I am aware that the topic I am raising is a subject that may be uncomfortable to some sectiosn of our society. BUT, we need to talk about it.
Otherwise many indigenous citizens will continue to be poor and not enjoy the fruits of our economy that is well looked after, thanks to the ruling Botswana Democratic Party.
My expectation of foreign investors is businessmen who are enterprising and are not dependent on government contracts.
However the latest trend whereby so called foreign investors are petulant and behave as though they are entitled to government contracts is disgusting to say the least.
By chance I recently attended court proceedings. I was left shattered even though I’m not involved.
I was compelled to pay attention to this case. Only to find that, the battle, though one sided, is between what I would term a 50% citizen and an indigenous citizen. A well-known land and property magnate, Mr Mehdi Jamali had gone to the High Court of Botswana to stop negotiations between the ministry of Finance and Development Planning and Zambezi Towers owned by an indigenous citizen Mr Ishmael Nshakazhogwe.
Negotiations that could have led to the ministry of Finance possibly leasing Zambezi Towers at the new CBD, that is, depending on the outcome of the negotiations.
I couldn’t understand…!
To add salt to injury, there’s another matter before the courts between a foreign owned catering company called Moghul Catering Services and a 100% indigenous citizen owned catering company called Boitekanelo Catering Services….! It would again appear that Moghul Catering Services, by not allowing them the monopoly of continuity at the university, believes there may have been a shortcut, maybe deliberate, to empower the other party. That being the case, one would wonder how Moghul Catering Services managed to have monopolised the catering services at the University of Botswana for over or about 25 years!
Following the matter deeper, to me it would appear that certain people either believe that they are more equal or holding some entitlement towards the government and generally industry business support.
I am made to believe that Mr Mehdi Jamali has almost 70% in terms of government office and residential space. Whilst the other citizen, Mr Ishmael Nshakazhogwe, mainly responding to the call of economic diversification has got one and only building that has emerged and he would also have loved to lease the same to Government all equal.
African history is replete with numerous fiascos surrounding land imbalances, monopolistic tendencies and aftermath bitterness against unlevel play ground.
It would again appear that the same magnate feels that by not allowing him the monopoly of continuity, there may have been a shortcut, maybe deliberate, to empower the other party. That being the case, one would wonder how he himself managed to have flooded his properties to the government and also how he acquired land especially since he was not born here.
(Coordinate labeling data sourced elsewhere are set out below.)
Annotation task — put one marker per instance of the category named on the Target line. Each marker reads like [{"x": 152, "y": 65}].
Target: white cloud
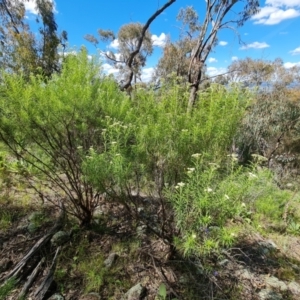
[
  {"x": 289, "y": 65},
  {"x": 223, "y": 43},
  {"x": 295, "y": 51},
  {"x": 212, "y": 71},
  {"x": 277, "y": 11},
  {"x": 159, "y": 41},
  {"x": 212, "y": 59},
  {"x": 108, "y": 69},
  {"x": 255, "y": 45},
  {"x": 287, "y": 3},
  {"x": 114, "y": 44},
  {"x": 147, "y": 74},
  {"x": 30, "y": 6}
]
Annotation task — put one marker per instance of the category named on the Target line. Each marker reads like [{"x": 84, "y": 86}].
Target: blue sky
[{"x": 273, "y": 32}]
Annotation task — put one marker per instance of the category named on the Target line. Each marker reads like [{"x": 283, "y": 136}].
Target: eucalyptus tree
[
  {"x": 263, "y": 74},
  {"x": 21, "y": 49},
  {"x": 218, "y": 16},
  {"x": 135, "y": 45}
]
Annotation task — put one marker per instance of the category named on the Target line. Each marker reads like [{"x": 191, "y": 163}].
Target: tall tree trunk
[{"x": 193, "y": 96}]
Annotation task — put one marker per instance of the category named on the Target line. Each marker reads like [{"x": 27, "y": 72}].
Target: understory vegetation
[{"x": 199, "y": 182}]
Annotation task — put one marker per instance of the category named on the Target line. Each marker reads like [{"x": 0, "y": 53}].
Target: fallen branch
[
  {"x": 30, "y": 280},
  {"x": 44, "y": 287},
  {"x": 36, "y": 248}
]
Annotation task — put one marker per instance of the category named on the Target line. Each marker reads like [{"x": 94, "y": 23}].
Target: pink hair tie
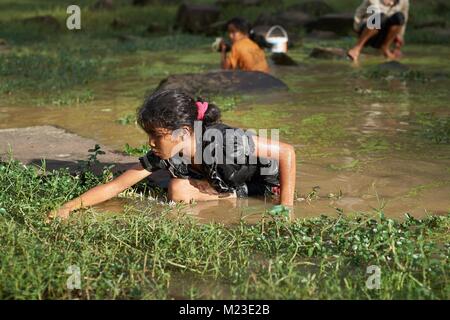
[{"x": 201, "y": 109}]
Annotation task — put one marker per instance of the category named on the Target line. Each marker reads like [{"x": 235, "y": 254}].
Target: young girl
[
  {"x": 245, "y": 54},
  {"x": 175, "y": 123},
  {"x": 393, "y": 19}
]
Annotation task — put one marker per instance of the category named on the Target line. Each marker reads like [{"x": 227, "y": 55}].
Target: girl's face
[
  {"x": 166, "y": 143},
  {"x": 234, "y": 33}
]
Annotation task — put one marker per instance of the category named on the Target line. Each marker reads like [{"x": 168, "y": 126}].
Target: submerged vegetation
[{"x": 152, "y": 254}]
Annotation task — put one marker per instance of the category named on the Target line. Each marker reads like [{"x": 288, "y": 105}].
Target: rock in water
[
  {"x": 282, "y": 59},
  {"x": 392, "y": 67},
  {"x": 290, "y": 20},
  {"x": 246, "y": 3},
  {"x": 315, "y": 8},
  {"x": 340, "y": 23},
  {"x": 329, "y": 53},
  {"x": 223, "y": 82},
  {"x": 103, "y": 4},
  {"x": 44, "y": 21},
  {"x": 196, "y": 18}
]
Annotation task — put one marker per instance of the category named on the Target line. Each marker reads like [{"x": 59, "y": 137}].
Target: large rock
[
  {"x": 314, "y": 8},
  {"x": 224, "y": 82},
  {"x": 391, "y": 67},
  {"x": 196, "y": 18},
  {"x": 329, "y": 53},
  {"x": 282, "y": 59},
  {"x": 43, "y": 21},
  {"x": 58, "y": 147},
  {"x": 290, "y": 20},
  {"x": 340, "y": 23},
  {"x": 245, "y": 3},
  {"x": 150, "y": 2}
]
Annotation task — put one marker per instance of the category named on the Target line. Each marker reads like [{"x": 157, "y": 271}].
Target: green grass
[{"x": 149, "y": 253}]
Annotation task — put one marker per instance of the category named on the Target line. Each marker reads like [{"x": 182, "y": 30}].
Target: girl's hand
[{"x": 223, "y": 46}]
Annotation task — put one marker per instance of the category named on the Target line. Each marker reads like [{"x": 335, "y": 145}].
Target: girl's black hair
[
  {"x": 173, "y": 109},
  {"x": 246, "y": 28}
]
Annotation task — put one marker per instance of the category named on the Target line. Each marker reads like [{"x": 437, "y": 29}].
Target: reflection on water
[{"x": 389, "y": 171}]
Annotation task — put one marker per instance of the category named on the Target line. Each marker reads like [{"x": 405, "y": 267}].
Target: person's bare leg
[
  {"x": 386, "y": 46},
  {"x": 186, "y": 190},
  {"x": 354, "y": 52}
]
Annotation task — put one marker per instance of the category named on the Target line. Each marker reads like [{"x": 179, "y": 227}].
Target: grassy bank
[{"x": 152, "y": 254}]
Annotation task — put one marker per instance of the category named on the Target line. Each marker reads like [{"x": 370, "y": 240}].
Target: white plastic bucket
[{"x": 279, "y": 43}]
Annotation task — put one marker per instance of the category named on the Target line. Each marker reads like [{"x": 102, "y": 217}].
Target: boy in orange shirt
[{"x": 245, "y": 54}]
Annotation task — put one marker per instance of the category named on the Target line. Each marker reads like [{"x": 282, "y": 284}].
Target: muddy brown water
[{"x": 354, "y": 136}]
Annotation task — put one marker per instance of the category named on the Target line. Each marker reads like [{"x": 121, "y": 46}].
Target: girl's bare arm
[
  {"x": 103, "y": 192},
  {"x": 285, "y": 154}
]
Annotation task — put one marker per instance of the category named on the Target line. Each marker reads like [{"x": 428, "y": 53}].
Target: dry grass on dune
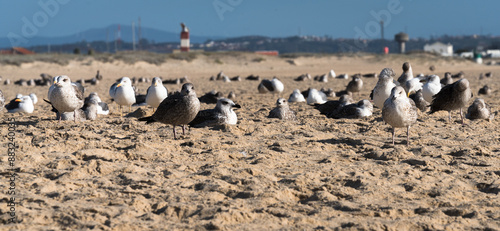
[{"x": 261, "y": 174}]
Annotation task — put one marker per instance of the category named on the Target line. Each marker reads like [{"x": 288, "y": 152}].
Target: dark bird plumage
[
  {"x": 454, "y": 96},
  {"x": 177, "y": 109},
  {"x": 419, "y": 100}
]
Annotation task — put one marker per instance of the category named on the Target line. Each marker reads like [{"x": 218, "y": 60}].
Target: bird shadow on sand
[{"x": 349, "y": 141}]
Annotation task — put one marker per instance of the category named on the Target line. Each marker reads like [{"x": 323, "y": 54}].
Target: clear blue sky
[{"x": 276, "y": 18}]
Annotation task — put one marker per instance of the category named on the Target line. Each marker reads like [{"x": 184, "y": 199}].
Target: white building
[{"x": 440, "y": 48}]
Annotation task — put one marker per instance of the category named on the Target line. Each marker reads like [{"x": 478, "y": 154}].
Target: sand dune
[{"x": 315, "y": 173}]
May I remind civil servants who are deeply immersed in white collar crime while in the process empowering non citizens and 50% citizens that Botswana without Batswana is the dream of the local predatory, supremacist foreign minority.
A recent report came to challenge the well spread idea that the West is pouring money into Africa through aid without receiving much in return. In contrast the report proved that Africa has lost up to $1.4 trillion in illicit financial flows to the West from 1980 to 2009. This amount is 233 times the $60 billion foreign “aid” Africa supposedly receives every year from the West. Fact!
White-collar crimes can collapse the economy of our country. We must all as Batswana stand to condemn in the strongest possible terms any act of crime against any government department or parastatal aimed at discrediting the BDP government initiatives that are propagated to help Batswana who have entrusted the BDP with the responsibility of running the affairs of this country.
The economic impact of white-collar crime is far costlier than ordinary crime. White-collar crime can endanger employees through unsafe working conditions, injure consumers because of dangerous products and cause pollution problems for a community. White-collar crimes are particularly harmful to society because they are committed by technocrats who are expected to set a moral example and behave responsibly.
Being a former government law enforcement officer myself, I am fully alive to the fact that white collar crimes are hard to solve as the offenders are very much organised and know exactly what needs to be concealed and effectively cover their tracks. Most white-collar criminals are very clever in evading detection by the law. They are also good at avoiding skepticism from their victims. They build walls of false integrity around themselves to increase the comfort level of their victims…..hence the need for an investigation to be carried out when they are not aware. Since once they become aware they destroy evidence and cover all their tracks making it very difficult for them to be charged and be prosecuted before the courts. It is sadly true that newspaper whistle blowing only exposes suspects to public prosecution and street judgements. It is not helpful.
I call on all patriotic citizens to join me in playing our part in fighting corruption; white-collar crimes and blue-collar crimes.
The efficient should be acknowledged and the corrupt punished, in spite of how highly placed such individuals sit in society. There is evidence of theft of public resources shown by the kind of private grandiose projects that some public officials are able to turn around that clearly don’t match their incomes.
Corruption, corruption, corruption. This is the cancer that we should continuously and tirelessly fight.
I ONLY have one Botswana.
*MacDonald Peloetletse is a member of the ruling Botswana Democratic Party. He writes in his personal capacity.